Maryland Just Made a Sad Statement About Our Priorities for Kids

Maryland Gov. Larry Hogan (R) drew the ire of education proponents Thursday with a decision to divert $68 million originally earmarked for schools into the state's public employee pension program––which he described as an unfunded priority in the state. 

The decision came despite protest from school officials and prominent public figures, including Baltimore Mayor Stephanie Rawlings-Blake, who took the move as a direct hit against an education system in need of expansion. Hogan said that trying to fix education problems by throwing money at them instead of investing in the pension system would be "absolutely irresponsible, and it will not happen on my watch."

The money would have come from a $200 million package set aside by Maryland lawmakers for top priorities including school funding, a cushion for state worker pay cuts, and a host of health-care initiatives, the Baltimore Sun reported

"Given how the needs of our children have been highlighted by the events of the past few weeks, I hoped that the governor would have agreed with the General Assembly that these dollars are critical for expanded educational opportunities," Rawlings-Blake said in a statement. Had Hogan approved the funds, Baltimore would have received $11.6 million to boost schools. 

Teachers unions criticized the decision as well, saying the restricted funding would mean fewer teachers, higher costs for parents, and larger classes, as well as the elimination of some summer programs. Hogan's approval would have dispersed the nearly $70 million to schools across Maryland jurisdictions, including in three of the largest: Baltimore City, Prince George's, and Montgomery counties.

Senate president Thomas V. Mike Miller Jr. (D) described the decision as a "declaration of war on the children of the state of Maryland."

In response, Hogan called the opposition to his decision the culmination of "a heavily financed smear campaign" against him, pointing out that "[t]here is no magical pot of money that can simply be released or doled out. They're asking us to rob from the pension fund," he told journalists in Annapolis. Hogan also pointed to the fact that Maryland spends handsomely on education––$7.5 billion each year on K-12––while cutting spending in other areas. He also accused Baltimore education officials of mismanaging millions, pointing to a March Baltimore Sun investigation into $42 million spent in generous leave policies.

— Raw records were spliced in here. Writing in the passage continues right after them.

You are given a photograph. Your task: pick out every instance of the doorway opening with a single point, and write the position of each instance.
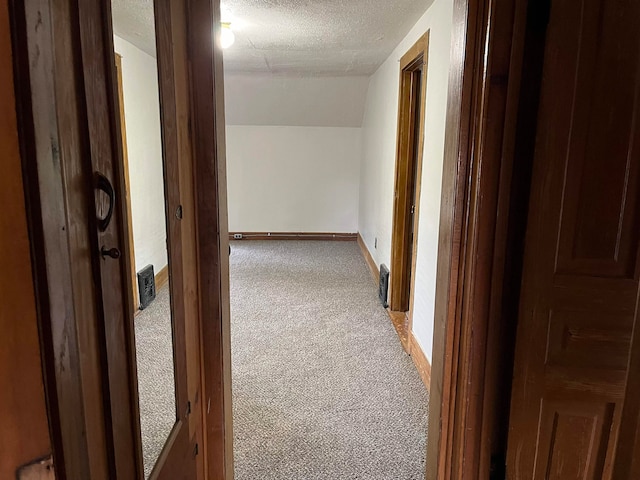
(410, 145)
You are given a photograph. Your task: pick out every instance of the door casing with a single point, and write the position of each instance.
(96, 395)
(491, 113)
(408, 176)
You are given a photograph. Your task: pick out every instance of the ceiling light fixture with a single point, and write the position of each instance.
(226, 35)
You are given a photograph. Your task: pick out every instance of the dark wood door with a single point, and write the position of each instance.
(580, 280)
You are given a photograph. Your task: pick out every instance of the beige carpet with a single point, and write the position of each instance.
(156, 390)
(321, 386)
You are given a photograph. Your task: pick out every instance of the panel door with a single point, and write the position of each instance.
(580, 279)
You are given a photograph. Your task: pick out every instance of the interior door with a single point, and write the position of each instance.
(581, 269)
(146, 358)
(167, 435)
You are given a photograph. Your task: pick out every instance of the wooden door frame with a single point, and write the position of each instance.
(127, 181)
(408, 161)
(196, 95)
(213, 233)
(484, 193)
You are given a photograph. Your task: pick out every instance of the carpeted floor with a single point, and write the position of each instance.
(321, 386)
(156, 391)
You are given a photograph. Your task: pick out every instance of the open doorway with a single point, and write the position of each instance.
(408, 180)
(321, 383)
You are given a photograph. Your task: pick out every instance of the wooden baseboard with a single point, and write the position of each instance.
(420, 361)
(375, 271)
(162, 277)
(338, 237)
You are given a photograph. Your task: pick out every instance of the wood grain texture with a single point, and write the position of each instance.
(24, 435)
(373, 268)
(208, 132)
(456, 360)
(127, 182)
(186, 160)
(409, 152)
(112, 276)
(177, 459)
(53, 142)
(420, 361)
(581, 273)
(338, 237)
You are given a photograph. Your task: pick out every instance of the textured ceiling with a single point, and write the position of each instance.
(304, 37)
(133, 21)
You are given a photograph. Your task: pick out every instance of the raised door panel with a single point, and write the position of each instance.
(580, 278)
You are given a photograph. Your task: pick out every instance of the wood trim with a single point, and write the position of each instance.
(127, 181)
(24, 435)
(162, 277)
(373, 268)
(475, 284)
(400, 291)
(420, 361)
(52, 126)
(208, 130)
(338, 237)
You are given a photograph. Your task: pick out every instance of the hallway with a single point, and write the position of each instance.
(321, 386)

Hogan said his administration would "continue to work diligently to rein in spending," and work to change to political climate in the state's capital, Annapolis, that he said led the state on its course toward financial turmoil. The money was part of a measure passed in April by the General Assembly that would mandate the state to fully fund a program to provide extra money to the state's most expensive schools, according to the Washington Post. Hogan promised not to veto that measure, but announced that he would not follow its directive until next fiscal year, calling more mandated spending a "bad idea."

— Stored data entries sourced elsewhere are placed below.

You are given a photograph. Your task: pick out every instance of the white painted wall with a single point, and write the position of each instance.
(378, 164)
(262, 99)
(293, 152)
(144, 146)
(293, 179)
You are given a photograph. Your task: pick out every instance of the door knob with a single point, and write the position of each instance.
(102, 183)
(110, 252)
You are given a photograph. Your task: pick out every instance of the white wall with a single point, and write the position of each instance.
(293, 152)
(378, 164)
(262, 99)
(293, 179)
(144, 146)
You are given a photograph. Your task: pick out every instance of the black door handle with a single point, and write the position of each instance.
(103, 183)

The cuts come as new funding was approved for a juvenile prison facility.

The decision ended weeks of campaigning by advocates pressuring Hogan to approve the school spending, but it also came a day after state officials approved a $30 million plan for a 60-bed jail for Baltimore youth charged as adults. The plan addresses concerns over housing youths in adult facilities, where they are often secluded and deprived of school or other youth services, which the U.S. Justice Department deemed a breach of the law.

Advocates criticized the move, which stands as a bleak, bitter irony in the face of absent extra funding for schools, as a step in the wrong direction.

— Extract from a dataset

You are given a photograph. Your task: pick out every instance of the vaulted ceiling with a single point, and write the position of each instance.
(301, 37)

"It's definitely not [what] we want," Kara Aanenson, director of advocacy a Community Law In Action, a Baltimore juvenile justice non-profit, told the Baltimore Sun. "We're really hopeful that [we] will be able to change the law and we won't need to use it for this population." 

On Tuesday, Gov. Hogan signed a law that some said would put more children charged as adults into juvenile justice facilities, according to the Sun. The project, which costs nearly half of the $68 million earmarked last month for education, is a corrective measure to better house minor offenders, whose holding conditions have been the subject of an eight-year DOJ oversight program to improve conditions. In March, the DOJ criticized one detention center that will be updated under the new plan of "continuing to house youths charged as adults alongside the general population," the Sun reports.

The number of youths who spend time in a jail while waiting for their trial has dropped 39 percent between 2011 and 2014, according to the Sun. It's that population that the new facility would house, and in some backwards way, could be seen as the recipients of expanded education spending: a spokesperson from the Department of Public Safety and Correctional Services told the Sun that "the department is committed to housing juveniles charged as adults in a new building that will include classrooms, program space, and medical and recreational areas. It's a facility that's vastly superior to the current location."